At the summit of the pass, Oregon Route 242 crosses a 65 sqmi lava flow just west of Sisters. Surrounded by lava, the Dee Wright Observatory was constructed in 1935 by Civilian Conservation Corps workers and named after their foreman. Visitors climb to the observatory to view the Cascade peaks visible from McKenzie Pass. Also near the summit is Clear Lake, a renowned location for fresh-water diving.

Highway 242 is not recommended for large trucks, trailers or motor homes due to numerous tight switchbacks. The pass is closed from November to July due to snow.

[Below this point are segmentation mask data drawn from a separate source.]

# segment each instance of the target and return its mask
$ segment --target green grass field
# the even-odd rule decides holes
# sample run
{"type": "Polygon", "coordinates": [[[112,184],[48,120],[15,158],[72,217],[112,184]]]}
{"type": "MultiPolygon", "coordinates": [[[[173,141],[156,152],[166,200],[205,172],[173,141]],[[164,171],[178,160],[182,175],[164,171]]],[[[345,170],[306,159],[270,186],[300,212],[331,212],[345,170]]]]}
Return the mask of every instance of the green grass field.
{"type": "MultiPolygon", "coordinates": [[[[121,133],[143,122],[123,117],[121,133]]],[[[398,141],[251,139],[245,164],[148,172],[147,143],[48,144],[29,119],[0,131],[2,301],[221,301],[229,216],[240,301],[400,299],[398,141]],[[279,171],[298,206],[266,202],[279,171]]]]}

The pass is named for Donald McKenzie, a Scottish Canadian fur trader who explored parts of the Pacific Northwest for the Pacific Fur Company in the early 19th century.

==Climate==

Climate data for McKenzie Pass, Oregon(1981–2010)
| Month | Jan | Feb | Mar | Apr | May | Jun | Jul | Aug | Sep | Oct | Nov | Dec | Year |
| Mean daily maximum °F (°C) | 32.9 (0.5) | 35.8 (2.1) | 39.0 (3.9) | 43.1 (6.2) | 51.9 (11.1) | 62.0 (16.7) | 72.1 (22.3) | 71.2 (21.8) | 61.0 (16.1) | 51.0 (10.6) | 37.5 (3.1) | 32.6 (0.3) | 51.0 (10.6) |
| Mean daily minimum °F (°C) | 18.9 (−7.3) | 22.0 (−5.6) | 23.0 (−5.0) | 24.9 (−3.9) | 29.9 (−1.2) | 36.1 (2.3) | 42.1 (5.6) | 42.3 (5.7) | 37.1 (2.8) | 29.9 (−1.2) | 25.3 (−3.7) | 20.8 (−6.2) | 29.4 (−1.4) |
| Average precipitation inches (mm) | 12.2 (310) | 10.8 (270) | 9.0 (230) | 5.8 (150) | 3.6 (91) | 3.6 (91) | 1.1 (28) | 1.8 (46) | 3.8 (97) | 5.8 (150) | 11.7 (300) | 15.2 (390) | 84.4 (2,140) |
| Average snowfall inches (cm) | 69.7 (177) | 75.9 (193) | 75.4 (192) | 47.5 (121) | 13.5 (34) | 1.4 (3.6) | 0.1 (0.25) | 0.0 (0.0) | 1.4 (3.6) | 16.5 (42) | 59.4 (151) | 83.7 (213) | 444.4 (1,129) |
^{[citation needed]}

==Astronaut training==
Parts of central Oregon were used as a training grounds for Apollo astronauts between 1964 and 1966. The astronauts would practice walking on terrain that was similar to the surface of the Moon. On August 25, 1964, Walter Cunningham struggled in a lava flow at McKenzie Pass, where he eventually fell and tore his space suit. Cunningham flew on Apollo 7 in 1968.